Les faits sont têtus.

Publié le par Miteny

(Obligé de citer Lénine... ce qu’il ne faut pas faire !).

Oui, les faits sont têtus. La douleur est personnelle. Même Toto (avec sa fameuse logique imparable : la tautologie) vous le dira. La douleur est personnelle c'est-à-dire que pour chaque personne elle n’est « produite » (je mets des guillemets pour ne pas que l’on me dise aussitôt « mais alors le corps suffit ! » ; mes contradicteurs sont si désespérés qu’ils traquent la moindre faille dans l’espoir d’avoir un petit peu raison..) que par un seul corps (le sien).

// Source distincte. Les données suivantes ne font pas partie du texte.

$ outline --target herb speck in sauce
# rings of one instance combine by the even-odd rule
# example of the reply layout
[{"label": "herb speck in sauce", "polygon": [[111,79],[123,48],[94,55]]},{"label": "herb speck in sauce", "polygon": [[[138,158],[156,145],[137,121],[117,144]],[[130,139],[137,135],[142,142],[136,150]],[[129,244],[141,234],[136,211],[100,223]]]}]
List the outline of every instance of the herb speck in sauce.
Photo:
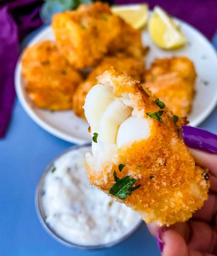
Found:
[{"label": "herb speck in sauce", "polygon": [[97,137],[98,136],[98,134],[96,132],[93,133],[93,136],[92,137],[93,141],[95,143],[97,143]]}]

Comment ne pas voir l’extraordinaire de la situation ? Un seul…

Alors que tous en sont capables (théoriquement). Je suis vraiment étonné de constater que c’est loin d’être évident pour tout le monde (c’est le moins que l’on puisse dire). Pourquoi ?

Mystère… (enfin j’ai quand même une petite idée). Tout le monde s’étonne de la taille de l’univers, des énigmes qu’il cache. Les extra-terrestres existent-ils ? Si oui, où sont-ils, pourquoi ne nous ont-ils pas contactés ? Mais pour répondre à toutes ces questions, ne faut-il pas d’abord bien comprendre non seulement ce qu’on observe mais aussi ce qui observe (à savoir les personnes, les consciences) ?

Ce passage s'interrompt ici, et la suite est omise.